Secure Your Software Supply Chain



Every business building digital products depends on open source software. Those digital products are a web of dependencies and transitive dependencies constantly changing. Evaluating and understanding that change is a monumental task for any organization regardless of its size, and it is no wonder that bad actors are increasingly targeting the open source software supply chain as an avenue to infiltrate networks.

The rise in software supply chain attacks has made software supply chain security a top priority for security leaders and security-focused developers today. Scanning software builds for known vulnerabilities is an absolute must, but as attacks like SolarWinds have shown, it’s no longer enough to simply validate whether a build has a known vulnerability.

Beyond vulnerability scanning, businesses must also be able to assess the overall security score of any given open source project. The factors involved in this assessment may include evaluating the number of active maintainers of the project to ensure the multiple maintainers are working to keep it healthy. A project should be assessed to ensure it is scanning for and fixing security vulnerabilities, using an automated process.

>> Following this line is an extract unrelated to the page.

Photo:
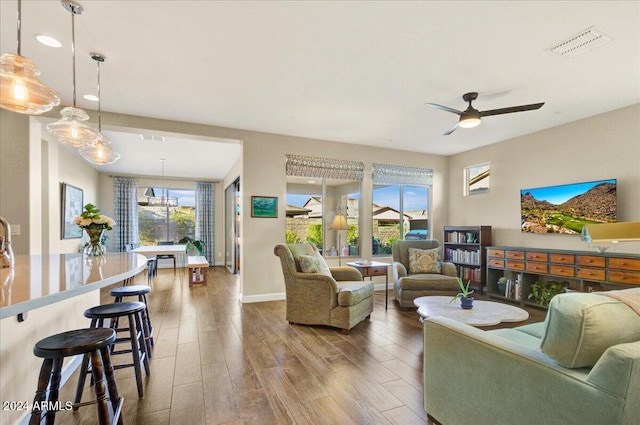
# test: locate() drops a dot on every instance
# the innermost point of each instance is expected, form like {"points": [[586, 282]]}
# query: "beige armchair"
{"points": [[341, 300], [407, 287]]}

Additional checking may include whether releases are being signed and whether the project adheres to best practices like branch protection, requiring code reviews on all pull requests, and requiring that contributors sign commits.

These best practices are not limited to the libraries that businesses pull in, but also to the internal projects businesses produce.

As development teams create new internal projects, businesses must be able to continuously assess their own source control repositories to ensure each project is configured with security best practices.

With businesses adopting automation as the primary method for building and managing cloud environments, those automation projects are just software builds, and they need the same level of security assessment as any other software build. It is imperative that businesses be able to find and fix security misconfigurations in Infrastructure as Code projects that put the business at risk before they are released.